After freezing the commerce of the Islands, the Japanese made a quick survey of merchandise, machinery, and all other items held in warehouses as well as in business houses. San Miguel Brewery’s stocks of beer were taken over, together with the entire plant, and placed in charge of the former BBB (the prewar Japanese-owned Balintawak Beer Brewery), which had been closed by the United States forces in December 1941. The smokestack at the BBB power plant had been destroyed, presumably as it was being used as a directional marker to the Japanese bombers during the bombing of Manila. Officials of the San Miguel Brewery were allowed to continue in attendance, but with no participation in the management of the plant. All operating personnel were retained on considerably reduced salaries.
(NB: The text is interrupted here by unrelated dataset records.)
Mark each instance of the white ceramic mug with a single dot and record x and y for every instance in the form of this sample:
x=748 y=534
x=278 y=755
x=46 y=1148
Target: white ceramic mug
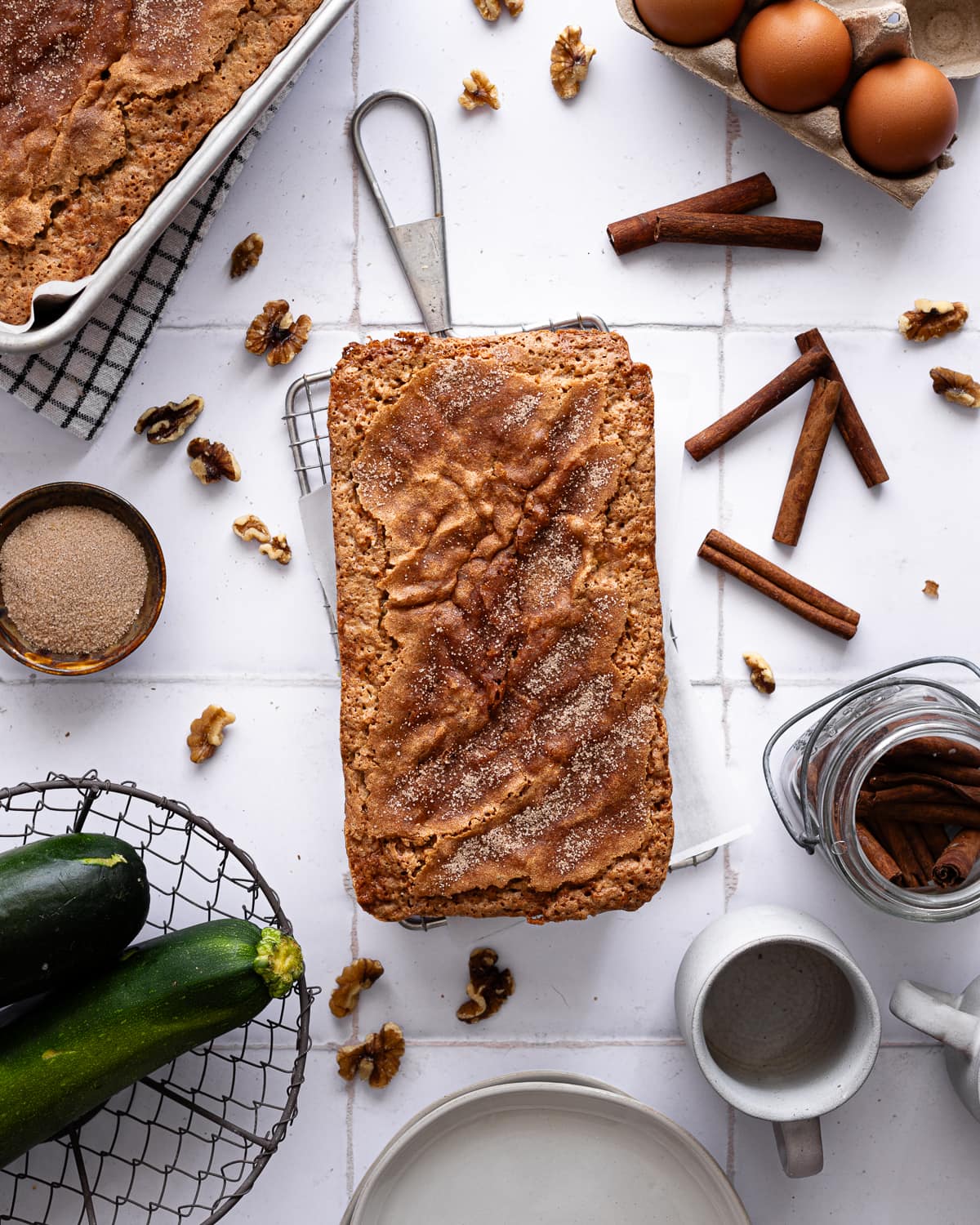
x=782 y=1022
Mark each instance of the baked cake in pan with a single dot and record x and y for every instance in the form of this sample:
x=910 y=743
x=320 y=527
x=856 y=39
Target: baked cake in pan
x=502 y=663
x=100 y=105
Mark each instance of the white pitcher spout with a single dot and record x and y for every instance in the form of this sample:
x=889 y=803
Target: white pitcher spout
x=936 y=1013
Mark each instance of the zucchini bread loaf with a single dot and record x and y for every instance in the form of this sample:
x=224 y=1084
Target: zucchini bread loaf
x=502 y=664
x=100 y=103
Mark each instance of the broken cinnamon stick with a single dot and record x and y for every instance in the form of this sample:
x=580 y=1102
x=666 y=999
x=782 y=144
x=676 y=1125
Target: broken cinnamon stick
x=879 y=857
x=634 y=233
x=853 y=429
x=788 y=381
x=806 y=461
x=779 y=586
x=957 y=862
x=733 y=229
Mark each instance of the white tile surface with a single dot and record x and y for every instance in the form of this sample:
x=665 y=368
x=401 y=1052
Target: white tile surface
x=528 y=194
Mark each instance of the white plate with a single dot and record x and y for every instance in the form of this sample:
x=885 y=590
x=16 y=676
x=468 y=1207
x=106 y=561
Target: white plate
x=511 y=1078
x=554 y=1154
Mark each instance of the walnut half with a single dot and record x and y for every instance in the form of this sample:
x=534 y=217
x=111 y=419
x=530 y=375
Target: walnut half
x=479 y=91
x=276 y=333
x=169 y=421
x=250 y=527
x=490 y=9
x=247 y=254
x=350 y=982
x=760 y=673
x=570 y=61
x=278 y=549
x=933 y=318
x=207 y=733
x=211 y=461
x=376 y=1060
x=955 y=386
x=488 y=987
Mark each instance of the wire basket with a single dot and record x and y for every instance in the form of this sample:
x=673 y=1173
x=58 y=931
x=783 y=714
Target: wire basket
x=189 y=1142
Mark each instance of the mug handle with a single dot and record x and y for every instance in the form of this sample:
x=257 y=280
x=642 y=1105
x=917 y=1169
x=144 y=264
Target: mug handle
x=800 y=1147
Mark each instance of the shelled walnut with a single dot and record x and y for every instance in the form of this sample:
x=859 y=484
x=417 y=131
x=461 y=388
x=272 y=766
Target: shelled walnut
x=276 y=333
x=955 y=386
x=570 y=61
x=353 y=979
x=490 y=9
x=760 y=673
x=247 y=254
x=250 y=527
x=169 y=421
x=488 y=987
x=278 y=549
x=211 y=461
x=376 y=1060
x=933 y=318
x=207 y=733
x=479 y=91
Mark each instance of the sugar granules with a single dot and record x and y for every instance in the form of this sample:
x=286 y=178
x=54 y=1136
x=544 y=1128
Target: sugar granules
x=73 y=578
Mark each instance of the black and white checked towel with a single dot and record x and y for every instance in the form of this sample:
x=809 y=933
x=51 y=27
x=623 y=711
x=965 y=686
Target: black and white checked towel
x=76 y=384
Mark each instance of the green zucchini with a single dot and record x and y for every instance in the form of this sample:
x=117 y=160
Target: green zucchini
x=66 y=903
x=159 y=1000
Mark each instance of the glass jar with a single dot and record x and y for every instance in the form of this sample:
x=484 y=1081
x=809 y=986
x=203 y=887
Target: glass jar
x=823 y=768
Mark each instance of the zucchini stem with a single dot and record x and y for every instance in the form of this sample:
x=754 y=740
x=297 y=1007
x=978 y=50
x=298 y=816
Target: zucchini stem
x=278 y=962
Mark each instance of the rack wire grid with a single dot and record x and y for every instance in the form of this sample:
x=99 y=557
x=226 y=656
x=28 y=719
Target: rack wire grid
x=186 y=1143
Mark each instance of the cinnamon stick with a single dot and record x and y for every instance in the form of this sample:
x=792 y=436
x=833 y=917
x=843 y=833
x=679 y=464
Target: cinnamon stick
x=957 y=862
x=853 y=429
x=935 y=838
x=923 y=813
x=788 y=381
x=806 y=461
x=923 y=788
x=732 y=229
x=924 y=858
x=634 y=233
x=898 y=844
x=779 y=586
x=940 y=750
x=879 y=857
The beer in stock, and that which was manufactured after the occupation, was sent to the troops in the field daily. “Conditions in the Philippine Islands since the Japanese Occupation”, Chick Parsons, 1942.
Other members of our battalion liberated the still working San Miguel Brewery. General MacArthur came by and was stopped while an enemy machine gun was taken out. A soldier said, “Come in, General, and have a beer.” He did and remarked that it was very good. A mess sergeant came in looking for water and was told “Why do you want water when we have all this good beer?” – “Life and Times of the 672nd AMTRAC Battalion, Art Coleman
Above, a GI taps a refreshing drink. Apparently the “Off Limits” sign didn’t deter his quest to quench his thirst.
Sunday, February 4 , found us hiking toward the Manila city limits. Our eagerness to enter the city was sidetracked by shouts of “Beer! Beer! Beer!”. The entire column broke, running toward a huge building with a sign on top: Balintawak Brewery. As we neared we saw a scene unique in the annals of the bejungled Pacific War. Soldiers were sloshing helmets full of beer over their heads and any other heads nearby. – “GI Jive: An Army Bandsman in WWII”, Frank Mathias
Although World War II interrupted San Miguel’s brewing business, the company got back on the growth track in the postwar era, acquiring production facilities in Hong Kong in 1948 and eventually licensing San Miguel beer in Spain through the Mahou-San Miguel group. When we traveled through Europe a few years ago, it was fun for an old expat like me to see our Philippine product, San Miguel beer, being sold everywhere.